13. En se bornant à soutenir que l'administration détient son passeport et qu'il réside avec sa compagne, le fils de cette dernière et leur enfant au foyer 20 rue Drogon à Metz sans en apporter de preuve en produisant une attestation de domicile ou une copie de son document d'identité, le requérant ne démontre pas qu'il dispose bien de garantie de représentation suffisante qu'il ne se soustraira pas à la décision portant obligation de quitter le territoire au sens de l'article L. 612-2 du code de l'entrée et du séjour des étrangers et du droit d'asile. Ainsi il n'est pas fondé à soutenir que la décision attaquée viole les dispositions précitées ni que le préfet a commis une erreur de fait. Ces moyens encourent le rejet.

En ce qui concerne l'interdiction de retour sur le territoire français :

14. En premier lieu, ainsi qu'il a été dit précédemment, la décision portant obligation de quitter le territoire français n'est pas entachée d'illégalité. Par suite, la décision portant interdiction de retour sur le territoire français n'a pas été prise sur le fondement d'une décision faisant obligation de quitter le territoire français illégale. Le moyen tiré d'une telle exception d'illégalité ne peut, dès lors, qu'être écarté.
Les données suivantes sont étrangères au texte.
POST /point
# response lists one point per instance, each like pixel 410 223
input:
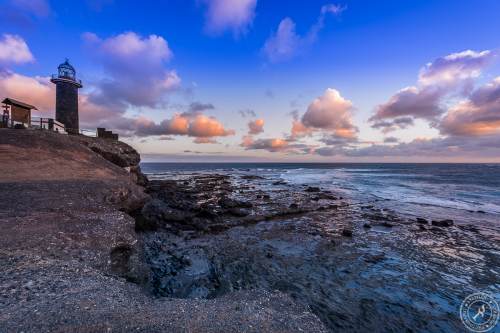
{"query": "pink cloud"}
pixel 38 91
pixel 330 112
pixel 233 15
pixel 256 126
pixel 478 115
pixel 14 50
pixel 445 76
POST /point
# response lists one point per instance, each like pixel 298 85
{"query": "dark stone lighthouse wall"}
pixel 67 106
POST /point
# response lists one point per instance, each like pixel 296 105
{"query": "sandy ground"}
pixel 71 261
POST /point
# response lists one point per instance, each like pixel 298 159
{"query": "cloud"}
pixel 203 128
pixel 229 15
pixel 478 115
pixel 285 43
pixel 445 76
pixel 14 50
pixel 411 101
pixel 199 107
pixel 299 129
pixel 271 145
pixel 330 112
pixel 391 139
pixel 134 67
pixel 486 146
pixel 39 8
pixel 455 68
pixel 247 113
pixel 38 91
pixel 256 126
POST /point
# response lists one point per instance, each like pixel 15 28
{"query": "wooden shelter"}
pixel 16 112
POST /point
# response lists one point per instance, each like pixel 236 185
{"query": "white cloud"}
pixel 135 68
pixel 331 112
pixel 285 43
pixel 14 50
pixel 233 15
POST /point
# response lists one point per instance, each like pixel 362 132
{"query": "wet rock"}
pixel 422 220
pixel 442 223
pixel 231 203
pixel 239 212
pixel 375 258
pixel 156 213
pixel 251 177
pixel 347 232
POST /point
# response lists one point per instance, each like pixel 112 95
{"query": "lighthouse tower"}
pixel 67 96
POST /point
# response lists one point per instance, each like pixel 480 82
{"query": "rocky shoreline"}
pixel 71 259
pixel 355 265
pixel 90 245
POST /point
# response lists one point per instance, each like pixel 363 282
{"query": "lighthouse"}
pixel 67 86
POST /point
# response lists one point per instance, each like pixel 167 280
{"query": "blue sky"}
pixel 231 56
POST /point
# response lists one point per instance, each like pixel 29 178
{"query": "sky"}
pixel 267 80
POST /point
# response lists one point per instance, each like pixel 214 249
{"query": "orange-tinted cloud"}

15. Il résulte de tout ce qui précède que les conclusions aux fins d'annulation présentées par M. B doivent être rejetées, ainsi que, par voie de conséquence, les conclusions aux fins d'injonction et celles présentées sur le fondement de l'article L. 761-1 du code de justice administrative.

D E C I D E :

Article 1 : Il y a lieu d'admettre M. B, à titre provisoire, au bénéfice de l'aide juridictionnelle.

Article 2 : Le surplus de la requête de M. B est rejeté.

Article 3 : Le présent arrêt sera notifié à M. G, Me Kone et au ministre de l'intérieur et des Outre-mer. Copie en sera adressée au préfet de la Moselle

Délibéré après l'audience du 12 septembre 2024, à laquelle siégeaient :

- M. Sibileau, président de chambre,

- Mme Perabo Bonnet, première conseillère,

- Mme Eymaron, première conseillère.

Rendu public par mise à disposition au greffe, le 3 octobre 2024.

Le président rapporteur,

J.-B. SibileauL'assesseure la plus ancienne,

L. Perabo Bonnet

La greffière,

H. Chroat

La République mande et ordonne au ministre de l'intérieur et des Outre-mer en ce qui le concerne ou à tous commissaires de justice à ce requis en ce qui concerne les voies de droit commun contre les parties privées, de pourvoir à l'exécution de la présente décision.